Tax cuts are coming, but not yet. The chancellor is wary of massive giveaways at a time when his room for manoeuvre is being eroded by rising inflation and higher interest rates. The amount workers can earn without paying national insurance is being raised from £9,880 to £12,570 on 1 July but no further announcements are planned before the autumn budget.

Samuel Tombs, the chief UK economist at Pantheon Macro, said it was “hardly surprising” the prime minister was contemplating lower taxes but said the scope was limited unless the Treasury was prepared to break its self-imposed fiscal rules. These rules set targets for balancing day-to-day government spending with tax receipts and reducing debt as a share of GDP in three years’ time. “Tax cuts, however, would have to be very large to alter materially the economic outlook,” Tombs said, adding the government would get “more bang for the buck” by increasing welfare payments for low-income households.

The shadow chancellor, Rachel Reeves
The shadow chancellor, Rachel Reeves, saw Rishi Sunak’s belated U-turn on a windfall tax as a big win for Labour. Photograph: Jeff Overs/BBC/PA

Meanwhile, Labour thinks its message of “tax fairly, spend wisely, grow the economy” is getting through to voters. Rachel Reeves, the shadow chancellor, saw Sunak’s belated U-turn on a windfall tax as a big win for the opposition, which during the pandemic often struggled to get a hearing from the public. It will be a concern for the Conservatives that Labour has closed the poll gap on the best party to manage the economy, and that concern is likely to grow as the months tick down towards the next election.

For now, though, the prime minister will be able to limp on, in part because there is no obvious frontrunner to replace him. Nor is there an easy policy lever that a new occupant of 10 Downing Street could pull. When Margaret Thatcher was toppled in 1990, her successor John Major was able to ditch the unpopular poll tax. Theresa May’s failure to end the Brexit logjam resulted in Johnson becoming PM in 2019.

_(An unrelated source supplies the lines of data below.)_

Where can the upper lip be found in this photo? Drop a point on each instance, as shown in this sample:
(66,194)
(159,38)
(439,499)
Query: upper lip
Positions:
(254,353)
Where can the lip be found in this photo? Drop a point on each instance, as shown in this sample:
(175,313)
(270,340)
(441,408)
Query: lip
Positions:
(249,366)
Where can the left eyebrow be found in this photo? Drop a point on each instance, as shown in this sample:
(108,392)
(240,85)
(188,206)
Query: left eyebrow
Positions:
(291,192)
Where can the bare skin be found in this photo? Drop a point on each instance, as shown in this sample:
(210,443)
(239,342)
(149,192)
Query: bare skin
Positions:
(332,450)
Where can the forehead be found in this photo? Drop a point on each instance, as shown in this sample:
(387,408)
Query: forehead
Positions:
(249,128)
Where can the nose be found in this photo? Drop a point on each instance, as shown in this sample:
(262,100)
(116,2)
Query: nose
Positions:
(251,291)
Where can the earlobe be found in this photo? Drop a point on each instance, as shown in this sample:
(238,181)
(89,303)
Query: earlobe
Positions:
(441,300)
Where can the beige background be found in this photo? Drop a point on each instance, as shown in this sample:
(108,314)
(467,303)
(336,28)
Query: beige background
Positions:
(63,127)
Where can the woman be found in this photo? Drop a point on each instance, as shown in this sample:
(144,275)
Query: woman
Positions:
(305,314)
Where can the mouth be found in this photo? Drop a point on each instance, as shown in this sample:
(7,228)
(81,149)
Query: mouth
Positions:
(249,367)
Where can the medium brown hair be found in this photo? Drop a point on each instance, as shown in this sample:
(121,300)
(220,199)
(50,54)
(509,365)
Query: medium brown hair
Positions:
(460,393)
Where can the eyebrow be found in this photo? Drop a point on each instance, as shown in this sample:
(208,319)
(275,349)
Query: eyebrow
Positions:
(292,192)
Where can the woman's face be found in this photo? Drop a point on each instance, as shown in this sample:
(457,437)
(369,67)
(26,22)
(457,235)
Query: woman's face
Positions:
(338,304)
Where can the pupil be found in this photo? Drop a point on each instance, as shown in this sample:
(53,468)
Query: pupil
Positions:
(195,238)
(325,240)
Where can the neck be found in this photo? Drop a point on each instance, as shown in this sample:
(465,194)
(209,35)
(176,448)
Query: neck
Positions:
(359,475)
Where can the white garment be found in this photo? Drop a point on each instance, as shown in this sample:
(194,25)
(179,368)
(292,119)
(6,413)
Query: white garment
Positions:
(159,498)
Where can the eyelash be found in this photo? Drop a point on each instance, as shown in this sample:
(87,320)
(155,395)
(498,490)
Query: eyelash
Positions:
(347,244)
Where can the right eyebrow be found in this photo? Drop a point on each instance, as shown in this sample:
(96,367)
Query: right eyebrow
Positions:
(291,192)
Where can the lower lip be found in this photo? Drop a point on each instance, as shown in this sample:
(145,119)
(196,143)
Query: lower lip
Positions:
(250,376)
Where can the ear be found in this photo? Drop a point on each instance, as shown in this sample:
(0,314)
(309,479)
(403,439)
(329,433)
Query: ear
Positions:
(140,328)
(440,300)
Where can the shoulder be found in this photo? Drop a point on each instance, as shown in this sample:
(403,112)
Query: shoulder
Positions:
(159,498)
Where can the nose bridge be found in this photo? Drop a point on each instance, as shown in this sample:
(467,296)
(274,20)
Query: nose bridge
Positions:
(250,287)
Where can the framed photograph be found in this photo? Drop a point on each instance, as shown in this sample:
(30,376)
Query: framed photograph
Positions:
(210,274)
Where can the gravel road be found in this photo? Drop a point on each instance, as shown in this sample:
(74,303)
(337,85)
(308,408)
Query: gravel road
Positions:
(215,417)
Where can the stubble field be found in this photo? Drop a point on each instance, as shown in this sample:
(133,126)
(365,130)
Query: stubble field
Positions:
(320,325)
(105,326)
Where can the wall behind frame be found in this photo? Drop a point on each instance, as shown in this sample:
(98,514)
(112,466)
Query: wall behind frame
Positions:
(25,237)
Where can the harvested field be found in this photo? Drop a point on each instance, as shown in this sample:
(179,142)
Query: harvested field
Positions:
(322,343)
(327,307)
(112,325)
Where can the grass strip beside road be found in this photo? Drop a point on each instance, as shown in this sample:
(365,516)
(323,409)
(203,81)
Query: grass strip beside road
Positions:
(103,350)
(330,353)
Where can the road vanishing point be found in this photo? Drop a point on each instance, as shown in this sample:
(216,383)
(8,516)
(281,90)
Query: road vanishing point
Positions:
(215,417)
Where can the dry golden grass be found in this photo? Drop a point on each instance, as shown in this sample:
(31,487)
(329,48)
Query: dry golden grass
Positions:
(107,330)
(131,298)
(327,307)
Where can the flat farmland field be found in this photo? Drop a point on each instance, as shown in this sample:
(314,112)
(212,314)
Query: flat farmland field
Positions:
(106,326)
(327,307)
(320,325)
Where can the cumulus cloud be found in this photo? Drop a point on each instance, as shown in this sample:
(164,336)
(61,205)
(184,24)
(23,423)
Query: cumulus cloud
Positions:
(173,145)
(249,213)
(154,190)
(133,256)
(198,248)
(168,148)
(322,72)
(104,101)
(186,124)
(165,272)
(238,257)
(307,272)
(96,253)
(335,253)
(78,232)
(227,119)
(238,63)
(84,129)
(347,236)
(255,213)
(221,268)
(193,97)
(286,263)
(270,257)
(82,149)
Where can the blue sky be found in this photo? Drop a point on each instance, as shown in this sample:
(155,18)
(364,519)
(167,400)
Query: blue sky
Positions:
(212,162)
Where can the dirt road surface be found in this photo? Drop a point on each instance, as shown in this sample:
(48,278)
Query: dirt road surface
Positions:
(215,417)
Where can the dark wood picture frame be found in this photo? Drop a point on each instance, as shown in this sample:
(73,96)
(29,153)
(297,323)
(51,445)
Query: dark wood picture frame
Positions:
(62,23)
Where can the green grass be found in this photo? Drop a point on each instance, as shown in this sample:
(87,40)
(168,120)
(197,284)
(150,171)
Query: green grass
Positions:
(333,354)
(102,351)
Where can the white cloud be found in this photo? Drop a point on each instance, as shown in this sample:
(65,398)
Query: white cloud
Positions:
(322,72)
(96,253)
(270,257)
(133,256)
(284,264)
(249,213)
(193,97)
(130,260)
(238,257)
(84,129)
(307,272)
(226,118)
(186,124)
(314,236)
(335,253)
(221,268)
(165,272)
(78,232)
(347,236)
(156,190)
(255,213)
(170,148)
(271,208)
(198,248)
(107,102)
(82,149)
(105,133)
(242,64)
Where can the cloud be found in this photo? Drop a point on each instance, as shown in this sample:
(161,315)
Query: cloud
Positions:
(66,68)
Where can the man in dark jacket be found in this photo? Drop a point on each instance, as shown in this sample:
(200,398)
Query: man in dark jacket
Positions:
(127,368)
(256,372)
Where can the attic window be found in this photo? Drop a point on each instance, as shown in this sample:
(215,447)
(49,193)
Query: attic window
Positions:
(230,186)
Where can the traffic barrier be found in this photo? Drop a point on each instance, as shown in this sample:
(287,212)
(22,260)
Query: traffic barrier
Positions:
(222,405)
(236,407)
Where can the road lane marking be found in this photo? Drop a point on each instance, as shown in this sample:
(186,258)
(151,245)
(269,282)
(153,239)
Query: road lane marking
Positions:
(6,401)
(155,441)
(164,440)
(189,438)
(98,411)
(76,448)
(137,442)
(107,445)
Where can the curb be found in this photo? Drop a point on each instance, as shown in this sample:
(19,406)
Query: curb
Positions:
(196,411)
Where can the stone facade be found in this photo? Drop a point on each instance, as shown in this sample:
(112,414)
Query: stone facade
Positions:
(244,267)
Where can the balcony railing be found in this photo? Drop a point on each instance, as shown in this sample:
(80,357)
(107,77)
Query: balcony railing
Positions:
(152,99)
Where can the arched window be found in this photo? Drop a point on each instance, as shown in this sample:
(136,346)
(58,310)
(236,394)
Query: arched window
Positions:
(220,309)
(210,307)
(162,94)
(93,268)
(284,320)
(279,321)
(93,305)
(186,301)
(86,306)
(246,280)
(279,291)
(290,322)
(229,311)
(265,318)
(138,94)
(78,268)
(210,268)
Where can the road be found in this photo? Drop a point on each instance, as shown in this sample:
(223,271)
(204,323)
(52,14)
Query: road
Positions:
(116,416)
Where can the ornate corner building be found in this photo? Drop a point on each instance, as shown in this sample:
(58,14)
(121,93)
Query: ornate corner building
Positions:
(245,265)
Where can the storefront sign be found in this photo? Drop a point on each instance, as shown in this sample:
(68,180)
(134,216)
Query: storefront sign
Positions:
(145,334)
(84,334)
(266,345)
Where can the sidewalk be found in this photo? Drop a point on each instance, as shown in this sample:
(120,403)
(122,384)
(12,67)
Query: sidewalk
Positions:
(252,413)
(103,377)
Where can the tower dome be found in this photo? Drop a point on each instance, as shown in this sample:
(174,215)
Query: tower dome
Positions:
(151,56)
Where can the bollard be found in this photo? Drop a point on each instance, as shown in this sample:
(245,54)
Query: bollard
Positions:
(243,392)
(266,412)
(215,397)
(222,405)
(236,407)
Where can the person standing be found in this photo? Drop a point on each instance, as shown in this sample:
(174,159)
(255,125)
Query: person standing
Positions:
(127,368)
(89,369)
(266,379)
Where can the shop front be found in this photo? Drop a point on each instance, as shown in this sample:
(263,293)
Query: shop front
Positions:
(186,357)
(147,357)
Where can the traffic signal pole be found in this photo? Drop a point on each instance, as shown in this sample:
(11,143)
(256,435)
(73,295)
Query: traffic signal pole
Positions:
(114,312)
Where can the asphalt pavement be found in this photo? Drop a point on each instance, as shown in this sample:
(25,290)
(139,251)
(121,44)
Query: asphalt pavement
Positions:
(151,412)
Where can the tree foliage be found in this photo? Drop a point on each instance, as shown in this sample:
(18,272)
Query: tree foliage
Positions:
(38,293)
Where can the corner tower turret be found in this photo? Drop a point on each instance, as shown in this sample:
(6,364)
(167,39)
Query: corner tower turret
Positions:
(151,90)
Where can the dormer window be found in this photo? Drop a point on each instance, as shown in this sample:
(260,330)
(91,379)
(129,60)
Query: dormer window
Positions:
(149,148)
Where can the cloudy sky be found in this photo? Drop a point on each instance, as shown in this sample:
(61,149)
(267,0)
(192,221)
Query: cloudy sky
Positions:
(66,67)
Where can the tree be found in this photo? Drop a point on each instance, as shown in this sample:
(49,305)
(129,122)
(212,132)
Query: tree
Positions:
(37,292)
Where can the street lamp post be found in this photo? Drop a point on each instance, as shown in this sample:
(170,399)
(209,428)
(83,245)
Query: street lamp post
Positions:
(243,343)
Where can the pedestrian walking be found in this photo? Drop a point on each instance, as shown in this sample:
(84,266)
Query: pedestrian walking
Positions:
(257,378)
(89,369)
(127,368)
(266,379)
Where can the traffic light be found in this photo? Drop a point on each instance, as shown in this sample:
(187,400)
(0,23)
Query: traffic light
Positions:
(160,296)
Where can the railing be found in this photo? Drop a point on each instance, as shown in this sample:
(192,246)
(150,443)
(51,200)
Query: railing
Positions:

This time, unhappiness with the prime minister has more to do with character and fitness for office than policy. Putative challengers such as Jeremy Hunt are marketing themselves as a post-Partygate clean pair of hands rather than offering a totemic policy shift.

Adam Cole, the chief currency strategist at RBC Capital Markets, said even if Johnson went it was not clear there would be a significant change of direction. “When Sunak was runaway favourite to succeed Johnson, it would have been reasonable to expect a shift toward fiscal orthodoxy, but that is no longer the case.”

In the absence of immediate tax cuts, the prime minister began the long, hard struggle to dig himself out of a political hole with a (renewed) commitment to extend the right to buy to housing association tenants and a pledge to speed up economic growth through supply-side reforms.

But these measures will take time to work and Johnson is in need of rapid results. History suggests he is right that things will eventually get better. History also suggests that he will be gone before they do.